# Plaster Repair



## Al Taper (Jul 10, 2007)

Iam doing a job with a patches in the ceiling. The ceiling is plaster and the patches are about 15" x15" some bigger and some smaller. Iam patching it with 2x4 and sheetrock to get it flush with the plaster. To finish it iam mesh taping it a base coat of brown bag durabond then a coat of easy sand then a coat of compound. Sand and done. 
Is there a easyer and better way then how iam doing it? 

Thanks


----------



## Brocktologist (Sep 16, 2008)

That's about how we do it other than I like to prefill first than mesh to ensure I get it full.

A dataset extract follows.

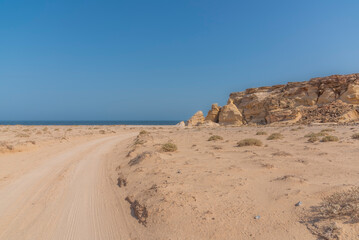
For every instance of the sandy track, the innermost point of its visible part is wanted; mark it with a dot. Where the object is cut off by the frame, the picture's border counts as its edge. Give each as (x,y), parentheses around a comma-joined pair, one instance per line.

My take on plaster repairs---
It seems like when you fix the bad area's the customer requested than he/she finds all the smaller ones and thinks we should fix those too. Than once your doing those then the customer sees a few rough spots never noticed before in the plaster and wants a little mudd smeared on those too. Before you know it your there for three times the allotted time and unless you have a change order the HO wants to [email protected] you around.


----------



## AARC Drywall (May 11, 2008)

I had a couple of small jobs which had plaster repair, and i used con-fill to prefill, and once it was the same level as the undamaged finish, used tape and reg mud..but your right, the ho wants everything patched right down to a small pin hole.."oh its just a little bit of mud to fill these" get a grip lady!

j


----------



## Al Taper (Jul 10, 2007)

To fill in some of the repairs iam going to give it a base coat with Structo-Lite Basecoat. I hear it works great.


----------



## Snow Man (Aug 18, 2008)

Try gauging powder also.


----------



## Frankawitz (Jun 17, 2006)

I have done repairs my whole career I have had to dealing with water damage and bad patches. I always use 5/8's then fill with Durabond 90 so it is level with plaster then I use Topping compound, Very rarely does Durabond crack so I don't tape cause Durabond is harder then plaster. as for the customer coming in and starts picking the room apart I listen to them and tell them we will take care of it at a price. anytime your customer wants something done just tell them sure we can do that but it will be extra charge. the thing I have found that when a customer is doing this it's because they watched you do something that they questioned, like they know better how to fix it.(Thanks to DIY shows) this is what I call the Magnifying glass, once they see something it's like you give them the magnifying glass and they start looking at everything in the room. and if you piss them off well that glass gets bigger and then you have yourself in a hole. I have seen other contractors blow this off and it costs them in the end. So when your customer starts pointing things out tell them that you'll fix them but there will be extra charge, then I price it out by how much more time it takes, and this rate is $45.00 an hour. The cheap customers will oh and ha about it but if you tell them in your proposal it didn't inculed those, so how do they think it's FREE:w00t:

www.frankawitz.net


----------



## Al Taper (Jul 10, 2007)

Thanks Frank... I build out the hole with rock. Get it close to flush than use base coat to fill it in. And then two coats of mud (compound).


----------



## [email protected] (Oct 13, 2008)

Al, is there wood lath in the ceiling?


----------



## Al Taper (Jul 10, 2007)

[email protected] said:


> Al, is there wood lath in the ceiling?


Metal.


----------